Collections
Tuple
Heterogeneous immutable sequence. It can be nested.
t = ("Norway", 4.953, 3)
t[2]
len(t)
t + (33816.0, 265e9) # return a new tuple object which contains the concatenated tuple
t * 3 # repeats 3 times
nested_t = (("Norway", 1), (2, 3), ("abc", "d"))
nested_t[2][1]
t = (391) # this gives int
t = (391,) # this gives single element tuple
t = () # this gives empty tuple
p = 1, 1, 1, 4, 6, 19 # Delimiting parentheses are optional for one or more elements
#create tuple from existing object
tuple([1, 2, 3, 4, 5])
tuple("abcdefgh") #('a', 'b', 'c', 'd', 'e', 'f', 'g', 'h')
5 in (3, 5, 6, 7)
10 not in (3, 5, 6, 7)
Tuples are useful for multiple return values. Tuple unpacking allows us to destructure directly into named references.
a, b = b, a # is the idiomatic Python swap
def minmax(items):
return min(items), max(items)
lower, upper = minmax([83, 33, 84, 32, 85])
String (str)
join() method is faster way than using + to concatenate strings, because + will create temp objects. Call join() method on the separator string.
colors = ";".join(["#45ff23", "#2321fa", "#1298a3"])
colors.split(";")
colors.split() #the diff is split() will split by space+ (one or more)
''.join(['high', 'way', 'ma'])
"abc" * 3 # means repeat the string for 3 times
ord('A') #get ascii code for char A
chr(num) #get the char from ascii code
ascii()
partition() method divides a string into three around a separator. If we don't use / want the separator, use underscore as a dummy for the variable to suppress unused variable warning.
depart, sep, arrival = "London:Endinburgh".partition(":")
depart, _, arrival = "London:Endinburgh".partition(":")
format(): integer field names matched with positional arguments. Field names can be omitted if used in sequence. Name fields are matched with keyword arguments.
"The age of {0} is {1}".format("Jim", 20)
"The age of {} is {}".format("Jim", 20)
"The age of {0} is {1}. {0}'s birthday is on {2}".format("Jim", 20, "October, 31")

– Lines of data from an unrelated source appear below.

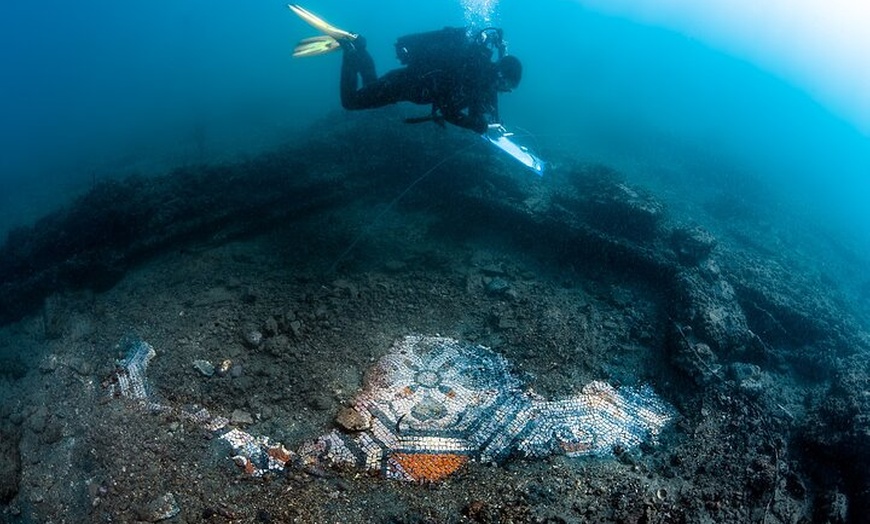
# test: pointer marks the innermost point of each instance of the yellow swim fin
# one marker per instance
(320, 24)
(316, 45)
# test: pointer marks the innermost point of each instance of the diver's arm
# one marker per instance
(476, 123)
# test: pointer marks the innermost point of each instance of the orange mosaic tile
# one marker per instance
(430, 467)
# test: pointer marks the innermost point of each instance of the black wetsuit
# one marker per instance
(462, 89)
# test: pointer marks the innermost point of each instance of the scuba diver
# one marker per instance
(452, 69)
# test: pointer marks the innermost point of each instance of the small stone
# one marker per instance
(296, 328)
(253, 338)
(162, 508)
(224, 367)
(270, 327)
(241, 418)
(352, 420)
(497, 286)
(493, 270)
(205, 367)
(81, 366)
(395, 266)
(320, 403)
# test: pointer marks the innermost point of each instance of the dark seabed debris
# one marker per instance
(267, 288)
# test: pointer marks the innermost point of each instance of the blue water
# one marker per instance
(99, 89)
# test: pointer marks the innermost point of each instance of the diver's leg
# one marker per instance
(375, 92)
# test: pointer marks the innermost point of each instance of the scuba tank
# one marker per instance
(449, 48)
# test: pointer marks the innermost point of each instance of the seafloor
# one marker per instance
(302, 267)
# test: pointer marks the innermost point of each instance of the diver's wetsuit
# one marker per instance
(464, 93)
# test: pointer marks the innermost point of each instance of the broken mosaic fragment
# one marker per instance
(436, 403)
(431, 405)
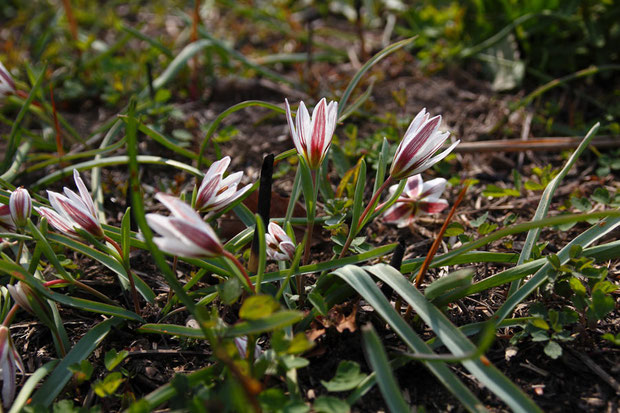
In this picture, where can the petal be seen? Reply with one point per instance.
(433, 188)
(303, 127)
(58, 222)
(433, 205)
(277, 232)
(291, 126)
(318, 138)
(207, 191)
(414, 186)
(217, 167)
(84, 194)
(397, 212)
(178, 208)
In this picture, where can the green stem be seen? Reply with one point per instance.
(235, 261)
(367, 210)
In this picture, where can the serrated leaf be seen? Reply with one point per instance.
(348, 376)
(257, 307)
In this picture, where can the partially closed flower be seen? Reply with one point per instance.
(20, 205)
(216, 192)
(416, 150)
(7, 85)
(72, 210)
(418, 197)
(184, 233)
(9, 361)
(312, 136)
(279, 244)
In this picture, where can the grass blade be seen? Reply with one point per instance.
(545, 202)
(455, 340)
(359, 279)
(375, 354)
(61, 374)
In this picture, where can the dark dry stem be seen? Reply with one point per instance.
(132, 283)
(367, 210)
(435, 246)
(234, 259)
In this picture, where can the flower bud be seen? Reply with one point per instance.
(20, 205)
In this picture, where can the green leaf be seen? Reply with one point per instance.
(230, 290)
(455, 340)
(257, 307)
(52, 387)
(375, 354)
(82, 371)
(348, 376)
(454, 229)
(480, 220)
(113, 359)
(318, 302)
(553, 350)
(545, 202)
(601, 195)
(329, 404)
(366, 287)
(109, 385)
(602, 304)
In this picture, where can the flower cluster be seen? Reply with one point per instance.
(71, 211)
(418, 197)
(415, 152)
(216, 192)
(16, 213)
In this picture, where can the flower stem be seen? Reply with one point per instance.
(234, 259)
(132, 283)
(367, 210)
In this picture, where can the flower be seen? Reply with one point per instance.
(7, 85)
(6, 220)
(216, 192)
(418, 197)
(73, 211)
(20, 206)
(9, 359)
(313, 135)
(421, 141)
(279, 244)
(184, 233)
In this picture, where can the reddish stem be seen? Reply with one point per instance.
(367, 210)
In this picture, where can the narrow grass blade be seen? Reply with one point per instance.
(359, 279)
(32, 382)
(375, 354)
(545, 202)
(584, 239)
(374, 60)
(13, 141)
(110, 161)
(61, 375)
(455, 340)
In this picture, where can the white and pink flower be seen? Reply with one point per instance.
(416, 150)
(280, 247)
(71, 211)
(418, 197)
(312, 136)
(216, 192)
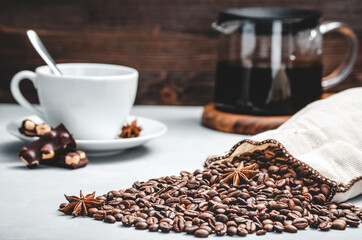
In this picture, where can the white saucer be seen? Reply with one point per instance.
(150, 130)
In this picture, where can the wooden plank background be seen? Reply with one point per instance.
(170, 42)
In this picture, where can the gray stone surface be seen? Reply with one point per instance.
(29, 199)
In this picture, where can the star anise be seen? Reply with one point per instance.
(80, 205)
(129, 131)
(240, 174)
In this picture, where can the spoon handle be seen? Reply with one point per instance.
(42, 51)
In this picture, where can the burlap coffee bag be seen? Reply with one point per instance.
(325, 137)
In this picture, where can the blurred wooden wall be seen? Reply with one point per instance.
(170, 42)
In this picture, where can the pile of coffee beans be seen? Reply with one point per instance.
(282, 197)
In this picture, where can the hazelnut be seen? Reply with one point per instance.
(42, 128)
(29, 125)
(48, 155)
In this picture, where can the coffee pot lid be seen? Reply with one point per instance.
(292, 18)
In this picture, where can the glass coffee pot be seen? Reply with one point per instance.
(270, 60)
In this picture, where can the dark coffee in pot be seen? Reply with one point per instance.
(270, 59)
(262, 90)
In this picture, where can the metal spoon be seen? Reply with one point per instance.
(42, 51)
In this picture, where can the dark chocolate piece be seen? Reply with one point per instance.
(72, 160)
(49, 146)
(30, 128)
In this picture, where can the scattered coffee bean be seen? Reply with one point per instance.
(63, 205)
(325, 226)
(300, 223)
(261, 232)
(339, 224)
(110, 219)
(141, 225)
(290, 228)
(281, 197)
(201, 233)
(153, 228)
(232, 230)
(165, 227)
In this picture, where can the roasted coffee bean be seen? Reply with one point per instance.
(339, 224)
(128, 220)
(118, 216)
(201, 233)
(279, 228)
(232, 230)
(207, 228)
(178, 224)
(269, 227)
(110, 219)
(261, 232)
(290, 228)
(63, 205)
(283, 196)
(98, 216)
(191, 229)
(346, 205)
(220, 229)
(153, 228)
(325, 226)
(92, 211)
(165, 227)
(251, 227)
(221, 218)
(151, 220)
(141, 225)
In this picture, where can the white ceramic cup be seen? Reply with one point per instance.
(92, 100)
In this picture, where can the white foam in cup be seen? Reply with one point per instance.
(92, 100)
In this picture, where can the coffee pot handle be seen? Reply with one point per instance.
(345, 68)
(19, 97)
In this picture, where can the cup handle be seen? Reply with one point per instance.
(345, 68)
(15, 91)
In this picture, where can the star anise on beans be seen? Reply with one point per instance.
(80, 205)
(129, 131)
(239, 175)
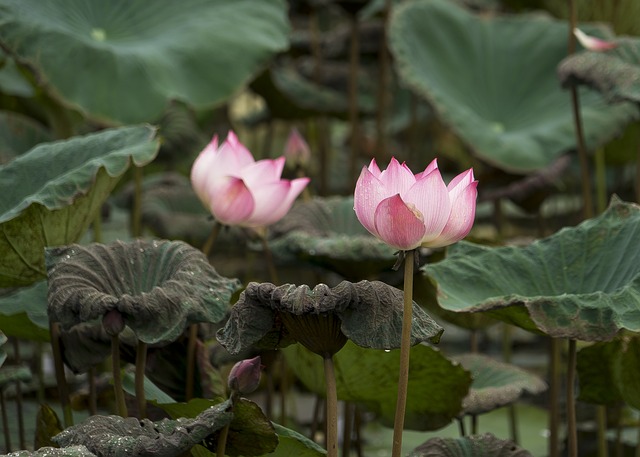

"Current position {latitude} {longitude}".format(latitude="60N",
longitude="5E")
pos = (65.2, 23.1, 82.2)
"Galactic position x={pos[0]:.3f} y={pos[1]}, z={pos[2]}".format(pos=pos) #'Galactic position x=65.200 y=23.1, z=82.2'
import math
"Math constants: pi={m.pi: .6f}, e={m.e:.3f}".format(m=math) #'Math constants: pi= 3.141593, e=2.718'
Range
Arithmetic progression of integers.
range(10, 20, 2) #start stop step
#don't abuse range... (un-pythonic)
#prefer direct iteration over iterable objects such as lists
for v in s:
print(v)
#prefer enumerate() for counters, often combined with tuple unpacking
for i, v in enumerate(t):
print("i = {}, v = {}".format(i, v))
List
Allow heterogenous types. Allow extra comma at the end for maintainability.
a = [1, "apple", 8]
a = ['bear',
'giraffe',
'elephant',]
i = w.index('fox') #raise ValueError if not found
w.count('the')
'the' in w #'the' not in w
del u[3]
u.remove('jackdaws') #if item is not present, raise ValueError
a.insert(2, 'destroyed')
k += [18, 29, 47] #concatenate lists with + operator or extend()
k.extend([76, 129, 199])
k.pop() #remove last element
Indexing: negative integers index from the end, the last element is at index -1. avoid seq[len(seq)-1]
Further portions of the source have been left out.